Like many New Yorkers, I went to this show because the Doug Wheeler exhibit next door was full. On my way into the David Zwirner Gallery, I ran into Emma Harden, who introduced me to Raluca Ancuta. We were talking about Bennington, in the cold, when suddenly I realized: "I better enter the gallery before it closes!" It was 5:58.
The rooms were empty. The best way to see minimalist art is in a vacant gallery. The paintings are no longer "up for inspection;" they are at ease.
On Kawara paints the date in white letters, on a black background — always capitalized. The Zwirner has his very first date painting, from January 4, 1966. On has painted them in 136 cities, which are listed in chronological order in the western gallery. Sometimes he abbreviates the month, and other times he doesn’t. I recorded some unusual month-names:
GEN.
OTT.
MARZ
AGO.
ÁG.
DEZ.
DIC.
ENE.
JUNI
I spoke to a woman behind a desk. "If he’s in a country where they don’t use the Roman alphabet, he’ll write the month in Esperanti," she explained. (She must have meant Esperanto, the universal language invented by L. L. Zamenhof in 1887.)

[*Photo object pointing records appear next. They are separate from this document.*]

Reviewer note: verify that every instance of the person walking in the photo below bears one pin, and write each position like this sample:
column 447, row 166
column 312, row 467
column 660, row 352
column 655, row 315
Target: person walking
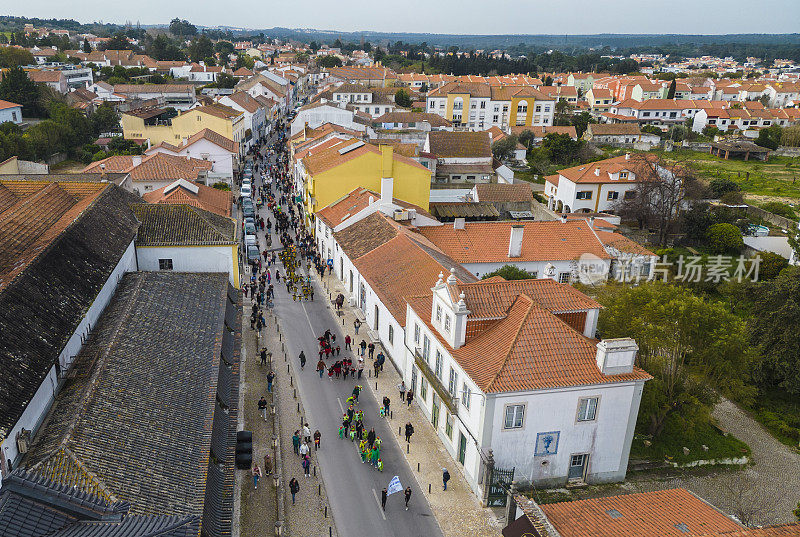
column 267, row 464
column 296, row 442
column 409, row 431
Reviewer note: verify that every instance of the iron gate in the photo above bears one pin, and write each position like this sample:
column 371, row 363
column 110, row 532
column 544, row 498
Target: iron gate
column 499, row 483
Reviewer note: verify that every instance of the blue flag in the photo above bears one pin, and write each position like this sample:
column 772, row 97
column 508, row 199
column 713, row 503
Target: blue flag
column 394, row 486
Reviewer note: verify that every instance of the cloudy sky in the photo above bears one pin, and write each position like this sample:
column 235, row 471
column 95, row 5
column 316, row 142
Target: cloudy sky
column 445, row 16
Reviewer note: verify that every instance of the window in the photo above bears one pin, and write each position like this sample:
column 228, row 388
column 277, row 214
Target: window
column 515, row 416
column 465, row 395
column 587, row 408
column 452, row 385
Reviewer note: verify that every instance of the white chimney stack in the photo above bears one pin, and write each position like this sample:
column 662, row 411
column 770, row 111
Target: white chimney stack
column 515, row 241
column 616, row 356
column 387, row 186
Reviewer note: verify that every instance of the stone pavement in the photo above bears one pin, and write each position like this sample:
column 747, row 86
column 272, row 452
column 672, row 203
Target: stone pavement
column 457, row 510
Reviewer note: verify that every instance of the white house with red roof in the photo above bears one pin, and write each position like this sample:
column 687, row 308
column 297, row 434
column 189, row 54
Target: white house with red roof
column 510, row 371
column 10, row 112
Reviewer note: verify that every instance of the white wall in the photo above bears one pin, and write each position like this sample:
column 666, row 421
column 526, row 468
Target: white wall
column 40, row 403
column 189, row 258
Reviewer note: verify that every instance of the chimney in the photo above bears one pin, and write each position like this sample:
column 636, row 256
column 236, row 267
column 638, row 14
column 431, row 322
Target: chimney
column 616, row 356
column 387, row 184
column 515, row 240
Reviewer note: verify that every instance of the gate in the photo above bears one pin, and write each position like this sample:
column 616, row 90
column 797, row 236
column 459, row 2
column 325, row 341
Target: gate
column 499, row 483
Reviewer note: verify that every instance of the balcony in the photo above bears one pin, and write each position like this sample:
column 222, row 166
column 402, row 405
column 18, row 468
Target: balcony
column 449, row 401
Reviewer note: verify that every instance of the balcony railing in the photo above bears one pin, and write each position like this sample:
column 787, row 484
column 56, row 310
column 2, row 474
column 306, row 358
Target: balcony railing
column 449, row 401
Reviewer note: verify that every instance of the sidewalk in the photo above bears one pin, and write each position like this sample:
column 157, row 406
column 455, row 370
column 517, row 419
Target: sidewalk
column 457, row 510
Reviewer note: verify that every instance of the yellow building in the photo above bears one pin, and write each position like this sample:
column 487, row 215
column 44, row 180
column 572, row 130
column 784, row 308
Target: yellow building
column 154, row 124
column 334, row 172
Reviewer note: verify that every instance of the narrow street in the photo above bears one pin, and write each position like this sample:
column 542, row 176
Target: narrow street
column 353, row 488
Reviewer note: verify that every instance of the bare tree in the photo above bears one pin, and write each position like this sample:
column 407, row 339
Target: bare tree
column 661, row 192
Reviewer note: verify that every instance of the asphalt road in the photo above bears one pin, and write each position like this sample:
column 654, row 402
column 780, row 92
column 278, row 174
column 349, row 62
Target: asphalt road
column 354, row 489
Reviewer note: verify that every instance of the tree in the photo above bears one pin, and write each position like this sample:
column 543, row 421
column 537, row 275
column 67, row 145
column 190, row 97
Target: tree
column 503, row 149
column 724, row 239
column 688, row 344
column 18, row 88
column 201, row 48
column 721, row 185
column 773, row 329
column 182, row 28
column 510, row 272
column 402, row 98
column 770, row 137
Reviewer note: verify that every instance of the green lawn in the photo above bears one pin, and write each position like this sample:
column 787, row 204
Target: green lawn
column 777, row 177
column 670, row 447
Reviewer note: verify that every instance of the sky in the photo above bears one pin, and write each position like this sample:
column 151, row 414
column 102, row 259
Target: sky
column 445, row 16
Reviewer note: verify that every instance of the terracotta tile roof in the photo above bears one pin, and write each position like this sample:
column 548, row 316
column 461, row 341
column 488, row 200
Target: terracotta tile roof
column 158, row 166
column 181, row 193
column 326, row 160
column 640, row 163
column 664, row 513
column 184, row 225
column 516, row 341
column 358, row 199
column 487, row 242
column 497, row 192
column 461, row 144
column 215, row 138
column 621, row 243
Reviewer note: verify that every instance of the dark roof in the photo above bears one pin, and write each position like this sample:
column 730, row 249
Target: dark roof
column 61, row 250
column 112, row 434
column 32, row 506
column 182, row 224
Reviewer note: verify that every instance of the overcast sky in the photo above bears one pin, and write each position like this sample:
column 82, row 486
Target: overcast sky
column 445, row 16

Standing in the room with dozens of On’s canvases, I felt calm, oceanic. His paintings emit a suave contentment. They have a higher purpose, which we don’t understand, and probably On doesn’t, either. Art is not about understanding, luckily. Art is about "art emotions" — feelings that can only exist on canvas. Art emotions often make you feel like laughing and crying at once.